LehmanHappy National Poetry Month! All throughout April, we will interview poets about working in this digital age. Recently, we spoke with author David Lehman.

Lehman (pictured, via) has published several volumes of poetry including his most recent book, New and Selected Poems. He initiated The Best American Poetry series in 1988 and has continued to serve as the series editor. Check out the highlights from our interview below…

Q: How did you publish your first book of poetry?
A: It happened in early 1985. I had turned thirty-six the previous June and, like so many others before and since, had just about given up on the hope of ever having a book of my poems published by any but a small press. There was a rumor that the redoubtable and sage John Hollander was heading the Princeton poetry program. Princeton’s formidable list included books by Robert Pinsky and Jorie Graham. I sent in my manuscript and got an acceptance letter with editing suggestions. The judge was unnamed but was in fact later confirmed to be Hollander.

Q: Has the internet changed the way you interact with readers?
A: Yes, the Internet multiplies the number of ways you can interact with other people. The pressure is mostly in the direction of relaxing formality. This has certain obvious benefits though at the same time it sets in motion things that one wants sometimes to resist. How is that for a sentence that is not only vague but nouvelle vague?

Q: Any tips for reading poetry out loud?
A: Read slowly. Make eye contact with someone in the audience. Make sure the people in the back can hear you. Practice (or rehearse). Keep to the time limit. Respect your audience. Do not put yourself down or act as if you have no business standing there.

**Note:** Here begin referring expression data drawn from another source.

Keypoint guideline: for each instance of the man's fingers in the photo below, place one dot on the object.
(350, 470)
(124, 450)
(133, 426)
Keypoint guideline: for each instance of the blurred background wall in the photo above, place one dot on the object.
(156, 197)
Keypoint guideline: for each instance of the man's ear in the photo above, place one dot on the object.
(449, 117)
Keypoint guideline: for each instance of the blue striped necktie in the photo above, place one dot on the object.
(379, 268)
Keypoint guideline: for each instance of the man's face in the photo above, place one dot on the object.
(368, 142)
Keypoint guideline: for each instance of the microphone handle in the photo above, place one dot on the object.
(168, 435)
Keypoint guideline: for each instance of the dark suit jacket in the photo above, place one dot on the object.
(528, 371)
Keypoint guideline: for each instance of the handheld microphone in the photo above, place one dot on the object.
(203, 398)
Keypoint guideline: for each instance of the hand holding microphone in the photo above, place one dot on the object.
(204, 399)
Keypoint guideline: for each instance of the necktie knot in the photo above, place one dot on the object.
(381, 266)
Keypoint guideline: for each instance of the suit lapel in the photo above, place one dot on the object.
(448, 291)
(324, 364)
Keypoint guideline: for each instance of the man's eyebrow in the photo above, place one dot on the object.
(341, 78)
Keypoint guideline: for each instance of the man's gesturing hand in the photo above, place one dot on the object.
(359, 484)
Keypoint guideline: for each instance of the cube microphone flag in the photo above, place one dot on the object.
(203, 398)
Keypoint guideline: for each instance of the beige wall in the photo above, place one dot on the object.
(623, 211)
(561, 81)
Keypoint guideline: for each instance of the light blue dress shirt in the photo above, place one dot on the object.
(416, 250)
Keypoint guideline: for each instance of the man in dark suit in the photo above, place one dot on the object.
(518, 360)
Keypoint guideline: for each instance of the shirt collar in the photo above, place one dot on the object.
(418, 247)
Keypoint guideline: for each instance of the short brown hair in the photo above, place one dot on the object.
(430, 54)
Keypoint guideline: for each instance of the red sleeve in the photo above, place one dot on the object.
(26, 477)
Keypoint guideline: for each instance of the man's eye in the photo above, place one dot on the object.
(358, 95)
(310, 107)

Q: What advice can you share for aspiring poets?
A: Work at it. Write daily. Carry a notebook around with you and jot down interesting phrases, titles, similes, whatever catches your attention. Enjoy being a poet. Take pleasure in the act of writing. Think of it as a great secret that you might elect someday to share with the world.

Q: What’s next for you?
A: I have been translating the prose poems of Charles Baudelaire. Though his “Spleen de Paris” is widely accepted as the most significant volume in the history of the prose poem, it has never been satisfactorily translated, in my opinion. I have done about twelve of Baudelaire’s prose poems so far. My momentum is strong as I just received a prize from the Virginia Quarterly Review for my translation of Guillaume Apollinaire’s great poem “Zone.” I am also working on a new book of poems called Poems in the Manner of. Some of the poems will be extensions of the title — poems in the manner of such poets as Neruda, Rilke, Auden, Cavafy, Dorothy Parker, Mayakovsky, Holderlin, Robert Lowell, Marianne Moore, William Carlos Williams, Charles Bukowski, Catullus. Also poems in the style of whole decades (the 1960s, the 1990s) or other entities. The book’s centerpiece will be a thirty-sonnet sequence surrounded by an assortment of other new poems.